How do you want to live?
Is there a better way?
Sometimes life gets the best of us. We get overwhelmed and don't get our work done. The routine is disrupted.
But what if it's not about the routine?
Cal Newport said in the New York Times:
So how do you actually work with your mind and create things of value? What I've identified is three principles: doing fewer things, working at a natural pace, but obsessing over quality. That trio of properties better hits the sweet spot of how we're actually wired and produces valuable meaningful work, but it's sustainable.
And going back to The New Happy:
Think of a goal you have set for yourself. Ask yourself: why am I pursuing this?
Is it to bolster my ego? To win in a competition against others? To prove that I am good enough? Because I was told that getting it would make me happy?
Or is it to express myself? To be in service to others? To make a meaningful contribution to our world? Because I'm enjoying the actual experience of pursuing it?
Aim for goals that satisfy the latter. Those will make you far happier than any societally-approved achievement ever could.

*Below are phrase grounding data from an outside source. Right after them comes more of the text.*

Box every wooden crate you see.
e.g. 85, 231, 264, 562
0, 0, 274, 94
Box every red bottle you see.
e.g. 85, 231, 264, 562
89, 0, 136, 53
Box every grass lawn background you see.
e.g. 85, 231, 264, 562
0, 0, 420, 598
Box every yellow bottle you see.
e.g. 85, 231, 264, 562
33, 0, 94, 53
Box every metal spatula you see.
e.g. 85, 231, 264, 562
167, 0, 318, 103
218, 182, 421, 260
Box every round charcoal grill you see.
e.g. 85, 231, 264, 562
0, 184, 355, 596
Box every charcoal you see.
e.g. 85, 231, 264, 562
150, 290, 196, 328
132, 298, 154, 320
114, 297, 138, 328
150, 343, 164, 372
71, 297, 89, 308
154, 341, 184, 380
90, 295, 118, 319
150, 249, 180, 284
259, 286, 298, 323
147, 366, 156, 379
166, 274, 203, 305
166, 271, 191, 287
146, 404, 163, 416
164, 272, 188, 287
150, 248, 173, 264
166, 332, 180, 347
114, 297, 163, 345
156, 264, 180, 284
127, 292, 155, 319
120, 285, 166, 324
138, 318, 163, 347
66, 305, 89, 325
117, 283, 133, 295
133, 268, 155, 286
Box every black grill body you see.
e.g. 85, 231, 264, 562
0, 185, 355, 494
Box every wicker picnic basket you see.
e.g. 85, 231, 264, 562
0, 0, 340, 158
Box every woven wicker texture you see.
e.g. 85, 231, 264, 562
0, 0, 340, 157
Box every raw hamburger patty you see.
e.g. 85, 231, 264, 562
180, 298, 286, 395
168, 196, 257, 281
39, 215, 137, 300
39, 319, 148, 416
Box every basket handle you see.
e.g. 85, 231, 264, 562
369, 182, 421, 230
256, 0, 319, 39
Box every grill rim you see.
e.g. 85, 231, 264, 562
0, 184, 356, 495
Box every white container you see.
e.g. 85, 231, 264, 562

I want to nurture my artist and make a meaningful contribution to others, whether in my writing or helping others in my writing.
Does that mean I need to write regularly every day?
Perhaps not.
Perhaps it is about:
- doing fewer things
- working at a natural pace
- obsessing over quality
- nurturing my artist
- making a meaningful contribution
- focus on joyful goals: "Make them fun. Make them interesting. Make them fascinating. Make them engaging. Make them meaningful."
- and being kind to the people I care about on the way
Is it possible to make a living that way?